After sleeping for 3 hours this evening, I had some toast, marmalade and coffee, then turned-on the TV. *The Bruce Lee Story* had just started.[SUP]1[/SUP] I watched about 10 minutes of this film, but was sufficiently stimulated to write this prose-poem.

Bruce Lee(1940-1973) was a master of the martial arts and considered the father of mixed martial-arts. He was a man in pursuit of mental and physical perfection, a legend among young men, so I was informed in a *New York Times* review which came out in the weeks after the film was first release in 1993.  Lee's mysterious death, twenty years before, in 1973, at the age of 32, made him an icon, a mythic-figure, in the same pop-cultural-tradition as: Jim Morrison, Janis Joplin, James Dean and Marilyn Monroe.

Lee is now, in the 21st century, widely considered by commentators, critics, media, and other martial artists, to be one of the most influential martial artists of all time.  He is often credited with helping to change the way Asians were presented in American films. He appeared in 5 films from 1971 to 1973.  At the time, I had just moved to Australia in my mid-20s. I was in the first years of my marriage and my teaching career. During those same years,  I was also secretary of two local Baha'i communities, one in Ontario and one in South Australia; in 1973 I became a chairman of a third Baha'i community in Australia's Barossa Valley, the same year as Lee's death.

Part 2:

I knew nothing of Bruce Lee back then.  I've never became one of his fans and, until this evening, I had seen none of his story on film.  In addition to his Dean-like early death, and limited filmic output--of which the $100-million-plus worldwide grosser *Enter the Dragon*, released three weeks after his death, is the only first-class production--Lee did much to popularize martial arts in the West. 
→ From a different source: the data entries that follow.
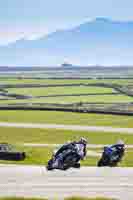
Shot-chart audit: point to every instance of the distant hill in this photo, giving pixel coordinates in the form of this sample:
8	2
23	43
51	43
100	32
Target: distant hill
98	42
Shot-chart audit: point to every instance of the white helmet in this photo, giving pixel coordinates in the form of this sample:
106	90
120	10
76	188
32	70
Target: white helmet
121	142
83	140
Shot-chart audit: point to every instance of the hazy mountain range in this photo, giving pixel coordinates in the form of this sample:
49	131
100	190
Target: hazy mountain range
99	42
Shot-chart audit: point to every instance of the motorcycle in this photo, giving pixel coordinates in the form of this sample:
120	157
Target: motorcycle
66	159
110	157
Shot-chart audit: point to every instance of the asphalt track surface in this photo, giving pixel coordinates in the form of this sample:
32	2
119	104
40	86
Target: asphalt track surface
36	181
69	127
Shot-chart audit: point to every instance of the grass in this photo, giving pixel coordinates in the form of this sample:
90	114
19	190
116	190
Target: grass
66	118
53	136
72	99
65	81
60	90
20	198
85	198
70	198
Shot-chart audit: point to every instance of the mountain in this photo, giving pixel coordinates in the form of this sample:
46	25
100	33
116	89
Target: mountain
98	42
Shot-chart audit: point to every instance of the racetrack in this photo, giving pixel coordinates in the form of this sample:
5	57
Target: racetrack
35	181
68	127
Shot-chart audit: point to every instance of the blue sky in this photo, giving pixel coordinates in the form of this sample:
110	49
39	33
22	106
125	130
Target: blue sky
35	18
I did not know all this until this evening. Lee had a life-story that became the basis of this movie, *Dragon*.  I watched some 10 to 15 minutes of this TV quasi-doco this evening in Tasmania, as the autumn season was entering its last month.  The film was based on the 1983 book *Bruce Lee: The Man Only I Knew* by Linda Lee, Bruce Lee's widow. The book was, I am informed, a major source of the movie's script.   Other sources included *Bruce Lee*, a book by "Enter the Dragon" director Robert Clouse.   
Part 3:
Linda Lee's book tells of the San Francisco-born, Hong Kong-raised actor's unruly adolescence which included a passion for the cha-cha and incidents of public brawling.  It records his struggles as an Asian actor in the Hollywood of the '60s, particularly the bitterly disappointing loss, post-"Green Hornet," of the lead in the "Kung Fu" series to the white David Carradine. This loss prompted Lee's return to Hong Kong, where he quickly achieved film fame.[SUP]2 [/SUP]-Ron Price with thanks to [SUP]1"[/SUP]The Bruce Lee Story", *7Mate TV,* 11:30 to 2:00 a.m., 5 May 2014; and [SUP]2[/SUP]*Wikipedia*, 5/5/'14.
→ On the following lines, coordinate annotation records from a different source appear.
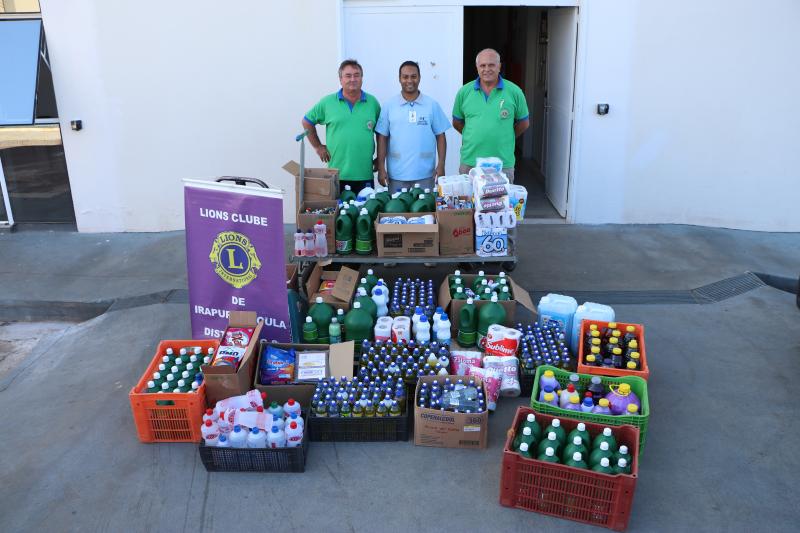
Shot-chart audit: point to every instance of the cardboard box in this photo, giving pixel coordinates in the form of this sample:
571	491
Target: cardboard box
346	281
446	429
320	184
456	231
340	363
453	307
407	240
306	221
223	381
I learned most of the above
at several internet sites after
my curiosity was aroused in
the first minutes of watching
this quasi-Bruce-Lee-bio-pic.

Lee came into the public gaze
in my first years Downunder.
I was as busy as a proverbial 
beaver back in the early '70s,
rarely went to the movies, had 
no TV, & my life was swamped
by wall-to-wall people: teacher
in the day-time....people filling
my house in the evenings, & at
the weekend as the Baha'i Faith
went red-hot in a dog-biscuit of 
a town, Whyalla, back in 1972.

My marriage went cool & I skirted 
on the edges of a bipolar disorder 
that I did not know I had, as my 
career went on to higher & higher 
heights. Fame was writ-large in the
little rooms at the end of the Earth, 
as Bruce Lee went to the heights, & 
then to his early death: my marriage
died that same year/I was not yet 30!

Ron Price
5/5/'14


----------